Quadratic Function
PERFECT SQUARES
Perfect squares determine the maxima or minima of your graph, If it is a minima, the "a" value will be positive and the parabola will open upwards. If it is a maxima, the "a" value will be negative and the parabola will open downwards. The method to convert the equation in standard form to a vertex form is called "Completing the squares". Here is how to solve the perfect squares:
Simple
First, you need to know when graphing a standard form equation, you need to evaluate into vertex form which is much more useful in graphing.
Y=x^2+8x+5
Standered Form
Y=(x+4)^2-11
Vertex Form
Y=(x^2+8x)+5
Second, you need to find out what number can make "x^2+8x" a perfect square. To find this, you need to divide the "h" value by 2 and square root it to find the answer to make the bracket expression a perfect square.
(8/2)^2=16
Y=(x^2+8x+16-16)+5
You after, add 16 into your equation but you can't add numbers into this expression. But what you can do is subtact 16 with 16. This will not affect or change anything in the equation. The negative "16" will be put into the equation for the next step.

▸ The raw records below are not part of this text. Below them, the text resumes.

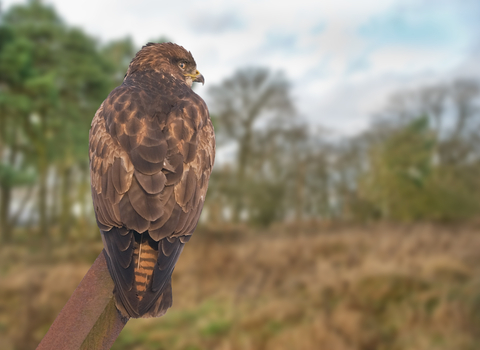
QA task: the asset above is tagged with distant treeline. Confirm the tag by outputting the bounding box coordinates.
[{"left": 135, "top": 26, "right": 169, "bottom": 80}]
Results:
[{"left": 0, "top": 0, "right": 480, "bottom": 241}]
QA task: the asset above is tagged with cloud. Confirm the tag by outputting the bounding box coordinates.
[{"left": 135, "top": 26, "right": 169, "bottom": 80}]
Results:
[{"left": 3, "top": 0, "right": 480, "bottom": 134}]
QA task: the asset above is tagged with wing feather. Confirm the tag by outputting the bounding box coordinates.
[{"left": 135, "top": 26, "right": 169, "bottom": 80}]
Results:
[{"left": 89, "top": 77, "right": 215, "bottom": 317}]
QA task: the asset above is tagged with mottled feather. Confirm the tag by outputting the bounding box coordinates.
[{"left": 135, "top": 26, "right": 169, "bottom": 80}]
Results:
[{"left": 89, "top": 43, "right": 215, "bottom": 317}]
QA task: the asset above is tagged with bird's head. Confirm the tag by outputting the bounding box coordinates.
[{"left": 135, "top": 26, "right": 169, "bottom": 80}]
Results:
[{"left": 125, "top": 43, "right": 205, "bottom": 87}]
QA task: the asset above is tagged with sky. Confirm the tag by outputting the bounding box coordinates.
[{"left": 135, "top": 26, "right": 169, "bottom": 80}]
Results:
[{"left": 2, "top": 0, "right": 480, "bottom": 135}]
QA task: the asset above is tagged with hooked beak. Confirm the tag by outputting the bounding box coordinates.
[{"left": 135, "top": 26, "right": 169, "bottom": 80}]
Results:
[{"left": 193, "top": 70, "right": 205, "bottom": 85}]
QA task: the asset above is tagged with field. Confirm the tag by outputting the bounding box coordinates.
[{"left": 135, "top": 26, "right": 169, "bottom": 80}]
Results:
[{"left": 0, "top": 225, "right": 480, "bottom": 350}]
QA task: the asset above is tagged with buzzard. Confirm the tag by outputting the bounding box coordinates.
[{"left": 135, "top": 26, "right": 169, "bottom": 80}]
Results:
[{"left": 89, "top": 43, "right": 215, "bottom": 318}]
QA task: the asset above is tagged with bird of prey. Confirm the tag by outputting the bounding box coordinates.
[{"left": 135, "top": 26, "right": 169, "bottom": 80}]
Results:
[{"left": 89, "top": 43, "right": 215, "bottom": 318}]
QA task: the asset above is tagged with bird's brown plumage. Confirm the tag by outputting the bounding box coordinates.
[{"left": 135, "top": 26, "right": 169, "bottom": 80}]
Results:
[{"left": 89, "top": 43, "right": 215, "bottom": 317}]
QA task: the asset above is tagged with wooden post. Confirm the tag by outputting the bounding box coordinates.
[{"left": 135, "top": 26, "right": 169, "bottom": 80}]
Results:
[{"left": 37, "top": 251, "right": 128, "bottom": 350}]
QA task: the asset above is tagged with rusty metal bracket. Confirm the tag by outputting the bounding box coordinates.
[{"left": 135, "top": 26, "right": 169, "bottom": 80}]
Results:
[{"left": 37, "top": 251, "right": 128, "bottom": 350}]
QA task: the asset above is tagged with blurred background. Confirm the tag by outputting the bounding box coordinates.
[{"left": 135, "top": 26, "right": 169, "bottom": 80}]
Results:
[{"left": 0, "top": 0, "right": 480, "bottom": 350}]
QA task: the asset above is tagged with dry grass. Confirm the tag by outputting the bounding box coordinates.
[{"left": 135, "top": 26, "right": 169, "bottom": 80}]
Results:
[{"left": 0, "top": 225, "right": 480, "bottom": 350}]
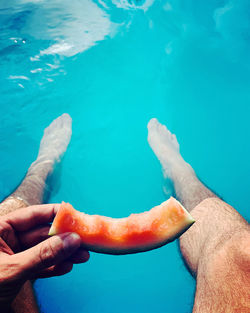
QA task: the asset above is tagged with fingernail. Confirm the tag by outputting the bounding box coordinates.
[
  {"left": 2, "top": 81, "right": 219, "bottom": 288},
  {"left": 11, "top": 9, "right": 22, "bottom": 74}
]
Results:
[{"left": 63, "top": 233, "right": 81, "bottom": 250}]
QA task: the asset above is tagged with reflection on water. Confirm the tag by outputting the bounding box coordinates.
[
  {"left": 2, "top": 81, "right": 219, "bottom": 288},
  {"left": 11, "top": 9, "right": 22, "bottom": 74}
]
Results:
[{"left": 0, "top": 0, "right": 250, "bottom": 313}]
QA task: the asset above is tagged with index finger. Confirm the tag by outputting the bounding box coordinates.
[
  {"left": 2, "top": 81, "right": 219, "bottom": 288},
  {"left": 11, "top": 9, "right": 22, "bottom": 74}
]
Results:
[{"left": 1, "top": 203, "right": 60, "bottom": 231}]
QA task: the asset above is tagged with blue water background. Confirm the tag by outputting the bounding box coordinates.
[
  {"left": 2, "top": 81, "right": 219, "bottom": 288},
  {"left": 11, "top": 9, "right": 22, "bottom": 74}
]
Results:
[{"left": 0, "top": 0, "right": 250, "bottom": 313}]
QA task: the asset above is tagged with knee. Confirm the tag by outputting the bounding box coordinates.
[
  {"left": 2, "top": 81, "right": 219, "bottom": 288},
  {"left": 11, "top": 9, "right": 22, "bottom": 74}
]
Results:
[{"left": 229, "top": 230, "right": 250, "bottom": 271}]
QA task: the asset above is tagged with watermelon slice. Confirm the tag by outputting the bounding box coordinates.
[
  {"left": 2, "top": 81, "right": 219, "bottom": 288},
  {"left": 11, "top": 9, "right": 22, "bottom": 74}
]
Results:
[{"left": 49, "top": 197, "right": 194, "bottom": 254}]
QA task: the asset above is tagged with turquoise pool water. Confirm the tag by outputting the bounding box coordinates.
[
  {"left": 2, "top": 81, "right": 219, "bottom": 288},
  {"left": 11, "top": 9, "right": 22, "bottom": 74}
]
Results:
[{"left": 0, "top": 0, "right": 250, "bottom": 313}]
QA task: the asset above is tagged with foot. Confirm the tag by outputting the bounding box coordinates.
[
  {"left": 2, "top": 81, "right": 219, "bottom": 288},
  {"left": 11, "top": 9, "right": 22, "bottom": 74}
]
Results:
[
  {"left": 148, "top": 118, "right": 186, "bottom": 178},
  {"left": 29, "top": 113, "right": 72, "bottom": 174}
]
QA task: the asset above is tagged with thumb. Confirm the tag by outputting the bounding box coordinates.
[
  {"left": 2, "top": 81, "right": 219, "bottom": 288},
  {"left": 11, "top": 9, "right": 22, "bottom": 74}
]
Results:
[{"left": 15, "top": 233, "right": 81, "bottom": 278}]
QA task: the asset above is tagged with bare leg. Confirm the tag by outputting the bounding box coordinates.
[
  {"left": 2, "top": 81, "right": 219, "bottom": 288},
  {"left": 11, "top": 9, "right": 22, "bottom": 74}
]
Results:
[
  {"left": 0, "top": 114, "right": 71, "bottom": 313},
  {"left": 148, "top": 119, "right": 250, "bottom": 313}
]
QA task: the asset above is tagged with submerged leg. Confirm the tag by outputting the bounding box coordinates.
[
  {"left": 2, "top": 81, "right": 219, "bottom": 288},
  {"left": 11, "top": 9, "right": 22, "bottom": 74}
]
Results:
[
  {"left": 0, "top": 114, "right": 72, "bottom": 313},
  {"left": 148, "top": 119, "right": 250, "bottom": 313}
]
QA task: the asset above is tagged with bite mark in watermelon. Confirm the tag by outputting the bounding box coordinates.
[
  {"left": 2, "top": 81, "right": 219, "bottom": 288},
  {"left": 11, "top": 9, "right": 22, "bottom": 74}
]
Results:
[{"left": 49, "top": 197, "right": 194, "bottom": 254}]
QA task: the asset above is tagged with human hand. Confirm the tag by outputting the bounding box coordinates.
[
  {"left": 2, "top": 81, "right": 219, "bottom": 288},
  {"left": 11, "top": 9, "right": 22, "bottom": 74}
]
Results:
[{"left": 0, "top": 204, "right": 89, "bottom": 312}]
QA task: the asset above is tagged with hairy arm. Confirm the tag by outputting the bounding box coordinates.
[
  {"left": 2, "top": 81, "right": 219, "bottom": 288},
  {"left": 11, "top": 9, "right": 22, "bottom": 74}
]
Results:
[{"left": 193, "top": 231, "right": 250, "bottom": 313}]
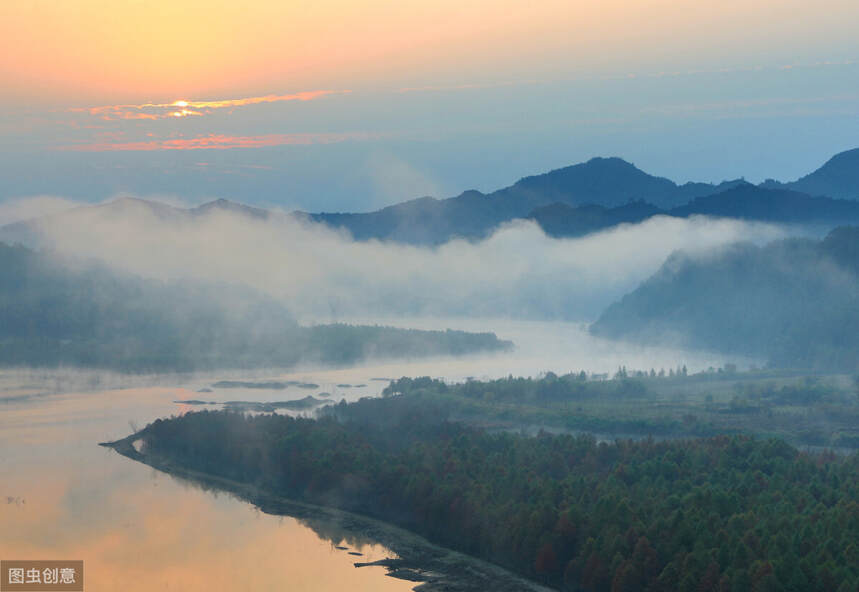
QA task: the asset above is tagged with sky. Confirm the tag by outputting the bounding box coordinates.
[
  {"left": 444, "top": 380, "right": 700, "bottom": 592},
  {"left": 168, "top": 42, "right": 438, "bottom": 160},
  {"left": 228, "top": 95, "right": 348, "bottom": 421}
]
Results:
[{"left": 0, "top": 0, "right": 859, "bottom": 211}]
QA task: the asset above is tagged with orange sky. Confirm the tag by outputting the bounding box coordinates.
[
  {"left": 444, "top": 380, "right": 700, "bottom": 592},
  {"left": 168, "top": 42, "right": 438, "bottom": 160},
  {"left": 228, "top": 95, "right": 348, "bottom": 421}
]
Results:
[{"left": 0, "top": 0, "right": 859, "bottom": 104}]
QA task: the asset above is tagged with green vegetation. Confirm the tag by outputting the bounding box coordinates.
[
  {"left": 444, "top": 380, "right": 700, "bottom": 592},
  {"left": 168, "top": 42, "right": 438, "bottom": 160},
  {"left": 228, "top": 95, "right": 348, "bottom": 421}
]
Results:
[
  {"left": 129, "top": 410, "right": 859, "bottom": 592},
  {"left": 322, "top": 365, "right": 859, "bottom": 448},
  {"left": 591, "top": 227, "right": 859, "bottom": 373},
  {"left": 0, "top": 243, "right": 511, "bottom": 372}
]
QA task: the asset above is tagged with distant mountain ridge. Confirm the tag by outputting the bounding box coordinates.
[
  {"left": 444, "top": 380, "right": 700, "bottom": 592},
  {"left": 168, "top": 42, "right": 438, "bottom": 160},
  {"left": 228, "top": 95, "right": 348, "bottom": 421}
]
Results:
[
  {"left": 0, "top": 149, "right": 859, "bottom": 247},
  {"left": 591, "top": 226, "right": 859, "bottom": 372},
  {"left": 304, "top": 157, "right": 742, "bottom": 245},
  {"left": 764, "top": 148, "right": 859, "bottom": 199}
]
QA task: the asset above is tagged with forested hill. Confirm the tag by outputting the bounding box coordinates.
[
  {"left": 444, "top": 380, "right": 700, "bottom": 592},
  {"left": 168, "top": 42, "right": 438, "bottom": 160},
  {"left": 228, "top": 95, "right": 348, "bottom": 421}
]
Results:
[
  {"left": 529, "top": 183, "right": 859, "bottom": 237},
  {"left": 302, "top": 158, "right": 742, "bottom": 245},
  {"left": 0, "top": 243, "right": 510, "bottom": 372},
  {"left": 591, "top": 227, "right": 859, "bottom": 372},
  {"left": 765, "top": 148, "right": 859, "bottom": 199},
  {"left": 6, "top": 149, "right": 859, "bottom": 247},
  {"left": 126, "top": 410, "right": 859, "bottom": 592}
]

Finally, your "16" is gone and your "-16" will be subtracted by 5 to become "-11". As we already know in the first step that our perfect square is "4". Your final answer should be y=(x+4)^2-11.
Y=(x+4)^2-11
Keep in mind , this is a perfect square so as we did in Unit 2 of "Completing the squares". your "^2" should be placed outside of the bracket.
Complex
WITH NEGATIVE
Steps will be completley the same but before you start "step 2" of the process, you would factor out the negative and the signs will switch. At the very end when you have your final answer, you will factor back in the negative only on the number you are evaluating for your previous "k" making your answer in vertex form. (Make sure your negative and modified "k" is always outside).
WITH "a" VALUE
Steps will be completley the same but before you start "step 2" you factor out the "a" value outside and the numbers must be divided by the coressponding "a" value. When you are at your final answer, Factor back in the "a" value to the number that you are evaluating to the previous "k" value and solve for "k" to get your final answer which should be in vertex form. (still keeping the "a" outside of the bracket and your modified "k" value outside as well).